Wed Oct 6 11:57:26 EST 2010

On 05/10/2010, at 2:20 PM, Andrew Fort wrote:

> How would you go about managing (lets assume via IPvSomething, SNMP,
> TL1, CLIs, et al) 11 million devices? *   Assume that you need to
> gather performance stats, alerts, and configure the devices to do
> stuff.

For starters, I'd want to optimise for aggregation benefits. Many SNMP tools query one OID with each query, when SNMP is quite happy bundling multiple requests into single queries.

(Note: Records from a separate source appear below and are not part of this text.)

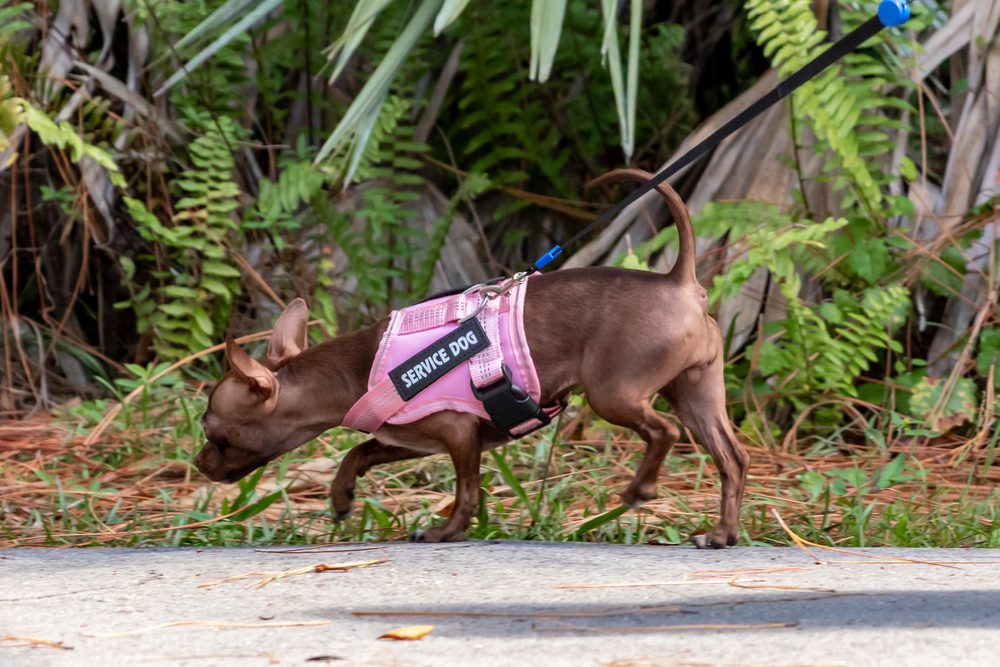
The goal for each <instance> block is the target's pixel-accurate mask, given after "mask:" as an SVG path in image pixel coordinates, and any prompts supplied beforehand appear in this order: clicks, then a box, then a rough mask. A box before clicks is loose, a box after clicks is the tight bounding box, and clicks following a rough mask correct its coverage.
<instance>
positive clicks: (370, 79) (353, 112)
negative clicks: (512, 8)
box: [315, 0, 442, 183]
mask: <svg viewBox="0 0 1000 667" xmlns="http://www.w3.org/2000/svg"><path fill="white" fill-rule="evenodd" d="M441 2H442V0H424V2H423V3H421V5H420V8H419V9H417V11H416V13H415V14H414V15H413V18H411V19H410V22H409V23H408V24H407V25H406V28H405V29H404V30H403V32H402V33H401V34H400V35H399V37H397V38H396V41H395V42H393V43H392V46H391V47H389V51H388V52H387V53H386V54H385V57H384V58H383V59H382V62H381V63H379V66H378V67H377V68H376V69H375V72H374V73H373V74H372V76H371V78H370V79H368V82H367V83H365V86H364V88H362V89H361V92H360V93H358V96H357V97H356V98H354V101H353V102H352V103H351V106H350V107H348V109H347V113H345V114H344V117H343V118H342V119H341V120H340V123H339V124H338V125H337V127H336V128H334V130H333V133H332V134H330V136H329V137H328V138H327V140H326V142H325V143H324V144H323V147H322V148H320V150H319V154H318V155H317V156H316V160H315V163H316V164H319V163H320V162H323V161H324V160H326V159H327V158H329V157H331V156H336V155H339V154H340V152H341V151H343V150H345V149H346V150H348V151H354V154H353V156H352V157H351V158H350V160H349V163H348V167H347V170H346V173H345V175H344V182H345V183H349V182H350V180H351V176H352V175H353V174H354V169H355V168H356V167H357V164H358V162H359V160H360V157H359V156H360V153H361V152H362V151H364V149H365V143H366V141H367V136H368V134H369V133H370V132H371V128H372V127H373V126H374V122H375V121H374V117H376V116H378V113H379V110H380V109H381V107H382V103H383V102H384V101H385V98H386V96H387V95H388V94H389V88H390V87H391V86H392V82H393V80H394V79H395V78H396V75H397V74H399V70H400V69H401V68H402V66H403V63H404V62H405V60H406V57H407V56H408V55H409V54H410V51H412V50H413V47H415V46H416V45H417V42H418V41H420V37H421V36H422V35H423V33H424V31H425V30H426V29H427V27H428V26H429V25H430V24H431V21H432V20H433V19H434V16H435V15H436V14H437V12H438V10H439V9H440V8H441Z"/></svg>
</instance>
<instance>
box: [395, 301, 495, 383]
mask: <svg viewBox="0 0 1000 667" xmlns="http://www.w3.org/2000/svg"><path fill="white" fill-rule="evenodd" d="M489 346H490V341H489V339H488V338H487V337H486V332H485V331H483V325H482V324H480V323H479V320H477V319H475V318H472V319H470V320H468V321H467V322H465V323H463V324H461V325H459V327H458V328H457V329H455V330H454V331H452V332H451V333H449V334H448V335H447V336H443V337H441V338H438V339H437V340H436V341H434V342H433V343H431V344H430V345H428V346H427V347H425V348H424V349H422V350H420V351H419V352H417V353H416V354H415V355H413V356H412V357H410V358H409V359H407V360H406V361H404V362H403V363H401V364H400V365H398V366H396V367H395V368H393V369H392V370H390V371H389V378H390V379H391V380H392V384H393V386H395V387H396V392H397V393H398V394H399V397H400V398H402V399H403V400H404V401H408V400H410V399H411V398H413V397H414V396H416V395H417V394H419V393H420V392H422V391H423V390H424V389H427V388H428V387H429V386H431V385H432V384H434V382H435V381H437V380H438V379H439V378H441V377H442V376H444V374H445V373H447V372H448V371H450V370H452V369H454V368H456V367H458V366H459V365H460V364H461V363H463V362H465V361H468V360H469V359H471V358H472V357H474V356H476V355H477V354H479V353H480V352H482V351H483V350H485V349H487V348H489Z"/></svg>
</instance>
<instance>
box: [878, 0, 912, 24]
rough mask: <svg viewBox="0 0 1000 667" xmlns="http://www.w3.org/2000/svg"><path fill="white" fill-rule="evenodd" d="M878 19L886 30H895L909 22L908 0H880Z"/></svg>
mask: <svg viewBox="0 0 1000 667" xmlns="http://www.w3.org/2000/svg"><path fill="white" fill-rule="evenodd" d="M878 18H879V21H881V22H882V25H884V26H885V27H886V28H895V27H896V26H900V25H903V24H904V23H906V22H907V21H909V20H910V2H909V0H882V2H880V3H879V6H878Z"/></svg>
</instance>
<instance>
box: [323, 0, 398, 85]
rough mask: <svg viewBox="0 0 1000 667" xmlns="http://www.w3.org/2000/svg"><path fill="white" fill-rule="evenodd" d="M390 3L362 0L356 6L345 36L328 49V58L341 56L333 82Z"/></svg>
mask: <svg viewBox="0 0 1000 667" xmlns="http://www.w3.org/2000/svg"><path fill="white" fill-rule="evenodd" d="M390 2H392V0H360V1H359V2H358V4H357V5H355V6H354V11H353V12H351V18H350V19H348V21H347V27H346V28H344V32H343V34H342V35H341V36H340V37H339V38H338V39H337V41H336V42H334V43H333V44H332V45H330V47H329V48H328V49H327V57H328V58H331V59H332V58H333V57H334V56H335V55H337V54H338V53H339V54H340V57H339V58H338V59H337V65H336V66H335V67H334V68H333V74H332V75H330V81H331V82H333V81H336V79H337V77H338V76H340V73H341V72H342V71H343V70H344V67H345V66H346V65H347V61H348V60H350V59H351V56H352V55H353V54H354V51H355V50H357V48H358V45H359V44H361V40H363V39H364V38H365V35H366V34H368V28H370V27H371V25H372V23H373V22H374V21H375V17H376V16H378V14H379V12H381V11H382V10H383V9H384V8H385V6H386V5H388V4H389V3H390Z"/></svg>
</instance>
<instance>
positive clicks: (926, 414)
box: [909, 377, 979, 433]
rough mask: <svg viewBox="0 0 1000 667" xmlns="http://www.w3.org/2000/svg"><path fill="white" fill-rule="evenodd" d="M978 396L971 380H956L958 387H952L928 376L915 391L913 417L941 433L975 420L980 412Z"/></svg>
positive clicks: (953, 385)
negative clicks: (977, 396) (926, 424)
mask: <svg viewBox="0 0 1000 667" xmlns="http://www.w3.org/2000/svg"><path fill="white" fill-rule="evenodd" d="M946 392H947V393H946ZM977 393H978V390H977V389H976V383H975V382H973V381H972V380H971V379H969V378H964V377H960V378H956V380H955V384H954V385H953V386H949V383H948V382H947V381H945V380H942V379H939V378H928V377H925V378H923V379H922V380H920V382H918V383H917V385H916V386H915V387H914V388H913V395H912V396H911V397H910V403H909V407H910V414H912V415H913V416H914V417H918V418H920V419H921V420H923V421H924V423H926V424H927V426H928V427H929V428H930V429H931V430H933V431H935V432H939V433H940V432H942V431H946V430H949V429H950V428H953V427H955V426H960V425H962V424H964V423H966V422H974V421H975V419H976V414H977V412H978V409H979V406H978V403H979V401H978V400H977V399H976V395H977Z"/></svg>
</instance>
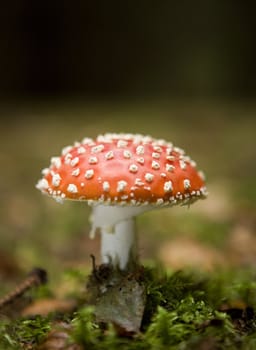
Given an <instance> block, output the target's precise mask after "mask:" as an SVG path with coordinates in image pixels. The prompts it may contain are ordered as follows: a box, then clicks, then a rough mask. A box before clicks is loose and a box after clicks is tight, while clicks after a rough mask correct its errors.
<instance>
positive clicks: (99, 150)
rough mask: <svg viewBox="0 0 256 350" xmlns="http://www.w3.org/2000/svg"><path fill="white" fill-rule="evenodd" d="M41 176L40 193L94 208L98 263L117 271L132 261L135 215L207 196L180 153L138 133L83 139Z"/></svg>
mask: <svg viewBox="0 0 256 350" xmlns="http://www.w3.org/2000/svg"><path fill="white" fill-rule="evenodd" d="M42 174H43V178H42V179H41V180H40V181H39V182H38V184H37V188H38V189H39V190H41V191H42V192H43V193H45V194H48V195H50V196H51V197H53V198H54V199H56V200H57V201H58V202H62V201H63V200H64V199H71V200H78V201H86V202H87V203H88V204H89V205H91V206H92V207H93V212H92V217H91V222H92V230H91V236H93V235H94V234H95V232H96V230H97V229H98V230H99V231H100V232H101V258H102V262H103V263H112V264H113V265H114V266H118V267H119V268H120V269H121V270H126V269H128V267H129V264H130V263H131V262H136V261H137V251H136V235H135V225H134V224H135V223H134V221H135V220H134V218H135V216H136V215H138V214H140V213H143V212H145V211H147V210H151V209H154V208H161V207H167V206H173V205H177V204H182V205H185V204H188V205H189V204H191V203H193V202H194V201H196V200H197V199H203V198H205V196H206V195H207V192H206V188H205V184H204V177H203V174H202V172H200V171H197V169H196V163H195V162H194V161H192V160H191V159H190V158H189V157H188V156H186V155H185V153H184V151H183V150H182V149H180V148H178V147H174V146H173V145H172V144H171V143H169V142H166V141H164V140H157V139H154V138H151V137H149V136H143V135H140V134H135V135H133V134H105V135H100V136H98V137H97V138H96V140H93V139H91V138H85V139H83V140H82V142H79V143H78V142H76V143H75V144H74V146H68V147H65V148H64V149H63V150H62V155H61V156H60V157H53V158H52V159H51V165H50V167H49V168H47V169H44V170H43V171H42Z"/></svg>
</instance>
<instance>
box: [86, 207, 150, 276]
mask: <svg viewBox="0 0 256 350" xmlns="http://www.w3.org/2000/svg"><path fill="white" fill-rule="evenodd" d="M151 208H152V207H151V206H137V207H136V206H126V207H121V206H106V205H97V206H95V207H93V212H92V216H91V222H92V230H91V237H93V236H94V234H95V232H96V230H97V229H99V230H100V232H101V260H102V263H110V262H111V263H113V264H114V265H115V266H118V267H119V268H120V269H121V270H125V269H127V268H128V266H129V262H135V261H136V260H137V239H136V230H135V218H134V217H135V216H136V215H138V214H140V213H143V212H145V211H148V210H150V209H151Z"/></svg>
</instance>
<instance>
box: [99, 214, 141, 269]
mask: <svg viewBox="0 0 256 350" xmlns="http://www.w3.org/2000/svg"><path fill="white" fill-rule="evenodd" d="M136 245H137V240H136V234H135V220H134V218H130V219H127V220H123V221H120V222H118V223H117V224H116V225H115V227H114V232H109V231H107V230H104V228H102V229H101V259H102V262H103V263H110V262H111V263H113V264H114V265H115V266H119V268H120V269H121V270H124V269H126V267H127V265H129V264H128V263H129V261H130V260H132V261H136V260H137V256H136V255H137V249H136V248H137V247H136Z"/></svg>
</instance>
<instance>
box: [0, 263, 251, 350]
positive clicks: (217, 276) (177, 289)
mask: <svg viewBox="0 0 256 350" xmlns="http://www.w3.org/2000/svg"><path fill="white" fill-rule="evenodd" d="M69 273H70V272H69ZM71 275H72V276H73V277H74V278H76V279H78V280H81V283H82V280H83V279H82V278H81V274H80V273H79V272H77V273H76V272H75V271H72V272H71ZM143 278H144V283H145V285H146V292H147V304H146V309H145V313H144V318H143V322H142V327H141V332H140V333H139V334H135V335H133V336H132V335H131V334H129V335H127V334H126V335H125V336H124V334H123V333H122V332H120V329H119V328H116V327H115V326H114V325H112V324H105V325H101V324H97V323H96V322H95V317H94V309H93V308H92V307H89V306H86V305H82V306H81V307H79V309H78V310H77V311H76V312H75V313H73V314H71V315H70V316H69V317H68V318H67V316H66V315H59V317H60V318H63V320H64V319H65V322H68V323H70V325H71V330H69V343H70V344H72V343H76V344H80V345H81V346H82V348H84V349H92V350H94V349H95V350H97V349H100V350H107V349H113V350H115V349H117V350H119V349H120V348H122V349H124V350H126V349H127V350H133V349H134V350H135V349H138V350H162V349H163V350H164V349H171V350H172V349H175V350H176V349H182V350H186V349H187V350H193V349H200V348H205V349H220V350H222V349H223V350H224V349H230V350H233V349H237V348H239V349H242V350H247V349H249V350H250V349H254V348H255V345H256V318H255V309H256V303H255V294H256V293H255V291H256V276H255V273H254V271H253V270H252V269H240V270H237V271H235V270H232V271H216V272H214V273H212V274H211V275H208V276H207V275H202V274H201V273H200V274H198V273H195V272H191V271H190V272H188V271H187V272H186V271H178V272H175V273H166V272H165V271H163V270H162V269H161V268H146V269H145V271H144V275H143ZM78 299H79V298H78ZM51 324H52V323H51V319H50V318H47V317H46V318H43V317H36V318H34V319H20V320H15V321H10V320H9V321H2V323H1V324H0V334H1V339H0V349H6V350H9V349H10V350H11V349H26V348H30V349H34V348H36V346H37V345H38V344H39V343H41V342H42V341H44V339H45V337H46V336H47V334H48V332H49V330H50V329H51V327H52V326H51ZM121 333H122V334H121ZM121 335H122V336H121Z"/></svg>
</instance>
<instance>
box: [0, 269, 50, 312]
mask: <svg viewBox="0 0 256 350" xmlns="http://www.w3.org/2000/svg"><path fill="white" fill-rule="evenodd" d="M46 282H47V272H46V271H45V270H43V269H41V268H34V269H33V270H32V271H31V272H30V273H29V275H28V277H27V278H26V279H25V280H24V281H23V282H22V283H21V284H19V285H18V286H17V287H16V288H15V289H14V290H13V291H11V292H10V293H8V294H6V295H5V296H4V297H2V298H1V299H0V310H1V309H2V308H4V307H5V306H7V305H9V304H11V303H13V302H14V301H16V300H17V299H18V298H20V297H21V296H22V295H23V294H24V293H25V292H26V291H27V290H29V289H31V288H33V287H37V286H40V285H43V284H45V283H46Z"/></svg>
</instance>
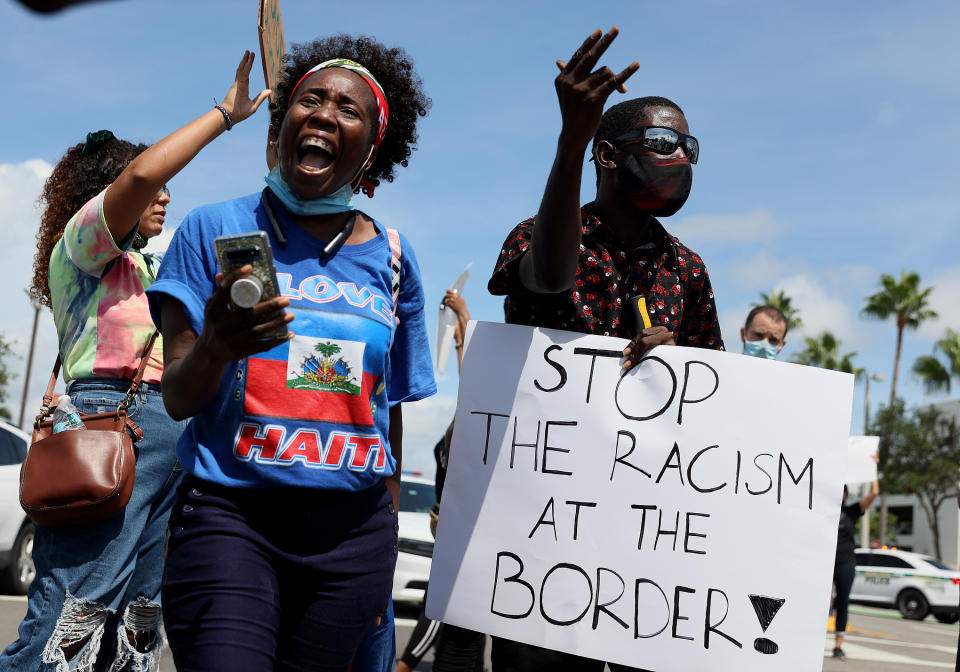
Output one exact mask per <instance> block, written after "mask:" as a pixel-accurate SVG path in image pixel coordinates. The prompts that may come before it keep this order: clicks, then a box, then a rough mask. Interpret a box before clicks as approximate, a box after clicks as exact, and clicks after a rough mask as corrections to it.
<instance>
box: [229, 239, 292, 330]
mask: <svg viewBox="0 0 960 672" xmlns="http://www.w3.org/2000/svg"><path fill="white" fill-rule="evenodd" d="M213 246H214V248H215V249H216V252H217V261H218V262H219V264H220V271H221V272H222V273H223V274H224V275H226V274H228V273H230V272H232V271H235V270H237V269H238V268H241V267H243V266H246V265H247V264H249V265H251V266H253V272H252V273H251V274H250V275H248V276H246V277H245V278H240V279H239V280H237V281H236V282H234V283H233V285H231V287H230V301H231V303H232V304H233V305H234V306H235V307H236V308H252V307H253V306H255V305H257V304H258V303H260V302H261V301H267V300H269V299H272V298H274V297H277V296H280V286H279V284H278V283H277V268H276V266H275V265H274V262H273V249H272V248H271V247H270V239H269V238H268V237H267V234H266V232H264V231H256V232H252V233H238V234H234V235H230V236H218V237H217V238H215V239H214V241H213ZM286 335H287V325H286V324H282V325H280V326H279V327H277V329H276V330H273V331H271V332H270V333H269V334H265V337H266V338H283V337H285V336H286Z"/></svg>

I once wrote a tool to poll all of the counters for a particular VC on a 288-port DSLAM simultaneously every 5 minutes, something that would have created significant noise on the management interface if polled on a per-port basis.

In a network of this scale where something is always changing, the individual change itself becomes uninteresting except as a historical event for troubleshooting. The tools and alerts need to be focussed on rates of change rather than change itself.

If each change can increment counters for the attributes related to the change (ie: type of change, POI location, RSP, OLT attached, ONT hardware version) then you have a system that can scale well as an aggregate AND provide insight into events.

Humans spot rates of change fairly easily with graphs "Whoa - big spike, better check it out", but in a system with millions of events large rates of change could be used to select which graphs are presented to operators for attention.

Once you're treating events like flows of information, you can then manage them like flows as well. Rate limit what goes to the central management systems- make that an event. If the rate limit is ever hit then you probably already know what's going on and don't need to be concerned with logging it!

Another optimisation is to figure out ways to prevent flip-flopping devices from outshining other network faults. The rate-of-change analysis mostly filters this out, but at a lower level it still gets in the way of debugging faults.  In an NBN-style network with controlled hardware this might be less of an issue as they can specify devices that retry with a decay algorithm.  In a network with uncontrolled CPE some horrors can emerge. One particular DSL modem that never made it onto the Telstra approved list appeared to be missing a timer routine - which resulted in any authentication failure being immediately re-issued as fast as the little cpu could transmit it.

Above all, expect the unexpected - with 11 million nearly identical CPE possibly running a cut-down linux kernel, a compromise in the platform could be disastrous. An ideal NMS could play a role in detecting and mitigating a doomsday scenario.

John